Seona Dancing is, alas, an insignificant footnote to this history. Gervais and Macrae released just two singles: the surprisingly good and shamefully forgotten “More to Lose,” and a bad New Order impersonation called “Bitter Heart.” After a couple of lackluster television appearances and an unfortunate reputation as “an obvious rip-off of David Bowie,” the duo split up in 1984, as a 2011 Salon story reported. Macrae faded into obscurity, and Gervais went on to work as a band and radio manager and, later, a sketch comedian, ultimately propelling himself to international fame when The Office aired in the U.K. in 2001. Their music careers were behind them.
Meanwhile, half a world away in the Philippines, a revolution was happening. It was 1985, and the despotic kleptocratic President Ferdinand Marcos was a year away from being overthrown by a popular coup after two decades in power. Amid the uncertainty and anxiety of those years, many Filipinos sought solace in what poor, downtrodden and impoverished people have sought solace in the world over: pop music with great hooks performed by young boys and girls with statement haircuts. (Today, there are YouTube channels memorializing the playlists of radio stations that introduced the likes of Orchestral Manoeuvres in the Dark and Pet Shop Boys to the country.)
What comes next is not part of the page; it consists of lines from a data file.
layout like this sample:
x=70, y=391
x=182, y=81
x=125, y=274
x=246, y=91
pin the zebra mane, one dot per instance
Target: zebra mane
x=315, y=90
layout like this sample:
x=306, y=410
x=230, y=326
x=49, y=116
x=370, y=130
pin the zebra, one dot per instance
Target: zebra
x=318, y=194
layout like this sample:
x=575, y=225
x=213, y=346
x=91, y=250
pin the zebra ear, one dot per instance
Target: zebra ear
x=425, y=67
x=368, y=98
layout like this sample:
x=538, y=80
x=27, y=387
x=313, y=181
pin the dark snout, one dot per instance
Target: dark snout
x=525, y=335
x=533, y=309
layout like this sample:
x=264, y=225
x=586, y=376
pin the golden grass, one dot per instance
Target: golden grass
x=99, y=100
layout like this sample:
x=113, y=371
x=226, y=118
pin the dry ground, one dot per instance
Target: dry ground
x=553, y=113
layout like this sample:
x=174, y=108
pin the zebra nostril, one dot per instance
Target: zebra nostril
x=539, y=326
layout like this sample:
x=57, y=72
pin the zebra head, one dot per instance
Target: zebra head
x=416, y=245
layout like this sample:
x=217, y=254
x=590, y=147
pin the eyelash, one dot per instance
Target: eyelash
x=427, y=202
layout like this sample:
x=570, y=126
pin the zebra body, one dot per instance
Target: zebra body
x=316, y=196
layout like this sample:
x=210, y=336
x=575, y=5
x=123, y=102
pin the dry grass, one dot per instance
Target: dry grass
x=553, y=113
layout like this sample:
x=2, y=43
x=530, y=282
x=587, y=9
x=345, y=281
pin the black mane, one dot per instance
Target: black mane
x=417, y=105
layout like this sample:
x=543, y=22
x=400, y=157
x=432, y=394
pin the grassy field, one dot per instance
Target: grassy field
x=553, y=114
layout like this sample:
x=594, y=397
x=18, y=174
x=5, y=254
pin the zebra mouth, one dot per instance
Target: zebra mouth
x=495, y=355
One day in 1985, a DJ at the Manila-based radio station 99.5 RT began playing a track that he called “Fade” by Medium. Other times, he’d refer to it as “Medium” by Fade. So infectious was this song, he thought, that he would give it a fake name when announcing it, in order to prevent rival stations from finding it and playing it themselves. It was in fact “More to Lose” by Seona Dancing, and it exploded.
“It became a favorite of Filipino youth hooked on New Wave music — a staple at so-called ‘New Wave parties’ held in upscale villages in metro Manila,” Pocholo Concepcion, a music critic at the Philippine Daily Inquirer, tells me. “Somehow the song gave kids a reason to feel happy amid the political and economic crises.”
“More to Lose” stayed on radio playlists for years, and remains a cultural landmark in the Philippines — so much so that in 2014, when the Philippine Daily Inquirer managed to get an interview with him in Los Angeles, it centered not on his acting or comedy but on “his past as a one-hit wonder in Manila,” as the headline read. Gervais mostly laughed it off.
“We put a couple of singles out. They failed; that was the end of it,” he told the Inquirer. “Now that I am famous in a different field, people always find that picture of me looking thin and young. It’s terrible, isn’t it? I had a jaw and lovely, thick hair.”
“I am almost glad [being a pop star] didn’t quite work out,” he said. “I would be dead now.”